The fact that people raised in the middle class are sensitive to this type of consumption, says professor of sociology Gerbert Kraaykamp of Radboud University in Nijmegen, because the fear of social decline in this group is relatively high. In this class, more than in other groups in society, you have to do your best to maintain your position: this must reproduced become in each new generation.



Also read: The new elite distinguishes itself with yoga, podcasts and oat milk

“So parents give their children cultural capital, in the form of eating habits, opinions and ways of dressing,” says Kraaykamp. “The pressure to succeed is higher. You don’t want to be a loser of modern times. That is why you go along with the consumer drive that radiates success. And then you get something like people buying truffle mayo,” says Kraaykamp.

Achieving that success, in the form of social advancement, has become much more difficult since the crisis years. For the first time since the Second World War, there is a fear that the generation growing up now will have it worse than their parents: buying a house seems impossible, wages are stagnating, jobs are flexible. “Most millennials were too young to get a foot in the door of the economy before it crashed right in front of them,” wrote the American magazine The Atlantic last year in an article about mediocre luxury. “In the decade after the credit crisis, they were confronted with the fragility of their socio-economic position. The best they can do right now is to pretend they’re putting on a little play of success, hoping that the real success will happen one day.”

High margins

The rise of social media also plays a role in this The Atlantic: never before could you see in detail how the rich and famous have decorated their living rooms, what they eat and drink, which products are in their bathroom. If you search for Eames design chairs on Instagram, you will soon be presented with an advertisement for a very similar design by another brand – just as beautiful in the photo, much cheaper.

According to an opinion article on business site Business of Fashion from 2018 there is another explanation for the success of mediocre luxury: “The margins in this segment are very high.” Look at luxury webshop Lyst, where you can buy clothes from the major fashion houses. In his top 50 of best-selling products are a Gucci cap (290 euros), sneakers from Balenciaga (385 euros) or a belt from the trendy Off-White (160 euros) – the most accessible products of these brands, which are relatively cheap. can be produced, but still have a higher price tag due to their logo. Prices on menus also suddenly skyrocket when ingredients appear with an aura of luxury: from truffle to burrata or oyster.
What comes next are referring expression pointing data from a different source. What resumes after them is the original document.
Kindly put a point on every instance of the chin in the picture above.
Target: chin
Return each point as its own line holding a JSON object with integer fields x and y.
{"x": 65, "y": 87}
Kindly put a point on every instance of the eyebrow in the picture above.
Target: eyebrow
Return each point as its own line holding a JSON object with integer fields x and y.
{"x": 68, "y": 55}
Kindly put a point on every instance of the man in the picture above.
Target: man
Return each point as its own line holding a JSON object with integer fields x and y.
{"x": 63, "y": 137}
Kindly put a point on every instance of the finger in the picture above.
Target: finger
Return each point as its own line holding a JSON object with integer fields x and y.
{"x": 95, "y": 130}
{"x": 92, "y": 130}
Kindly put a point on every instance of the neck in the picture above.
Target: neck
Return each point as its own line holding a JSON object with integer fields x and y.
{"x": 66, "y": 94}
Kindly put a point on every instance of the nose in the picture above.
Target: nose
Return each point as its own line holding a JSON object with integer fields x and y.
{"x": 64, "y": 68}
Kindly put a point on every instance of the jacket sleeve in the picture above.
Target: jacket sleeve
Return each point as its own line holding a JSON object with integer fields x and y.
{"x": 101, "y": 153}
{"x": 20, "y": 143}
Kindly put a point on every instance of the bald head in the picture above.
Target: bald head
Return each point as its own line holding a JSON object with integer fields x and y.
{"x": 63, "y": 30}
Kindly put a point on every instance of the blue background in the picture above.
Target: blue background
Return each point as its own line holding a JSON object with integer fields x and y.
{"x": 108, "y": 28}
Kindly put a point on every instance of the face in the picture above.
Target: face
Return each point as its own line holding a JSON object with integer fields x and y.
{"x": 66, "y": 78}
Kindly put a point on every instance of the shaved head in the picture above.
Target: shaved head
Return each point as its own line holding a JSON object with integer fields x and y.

Still, you can ask yourself: to what extent is this a new phenomenon? Since the dawn of the consumer society, haven’t people always tried to express their status through their products or lifestyle?



Also read: Sex or illness, babies and animals: millennials mainly write about lack and desire

It was the economist Thorstein Veblen (1857-1929) who coined the term ‘showy consumption’ at the end of the 19th century, the stuff with which the newly rich expressed their status. Venkatesh Rao: “In Veblen’s case, it was about a class that was actually wealthy. They wanted to show it off. With mediocre luxury, it is precisely about disguising your vulnerable economic position.”

Because that’s what this consumer segment does, it masks the diminishing opportunities for social mobility, wrote the Frankfurter Allgemeine Zeitung earlier. “In a society in which fewer and fewer people have real opportunities for progress, in which wealth is distributed more and more unequally and the precariat” [de kwetsbare, flexwerkende klasse] continues to grow, mediocre luxury is an aesthetic padding. (…) You buy the illusion that one day you too will be better off, that you will overtake the real elite.” Therefore, writes the German newspaper, this consumption is no more than a consolation prize. „You are flying economy, but is at the front of the queue.”

Meanwhile, Mylène Böhmer has not yet given up on the dream of a true middle-class lifestyle in her inflatable bath. “But my fixed costs are quite high. I may want to have all kinds of luxury things, but I have to make do with what I have. Still, I hope one day to live in a house for sale, with a family, dog and bath. I hope that ‘pretending’, like now, is not the end.”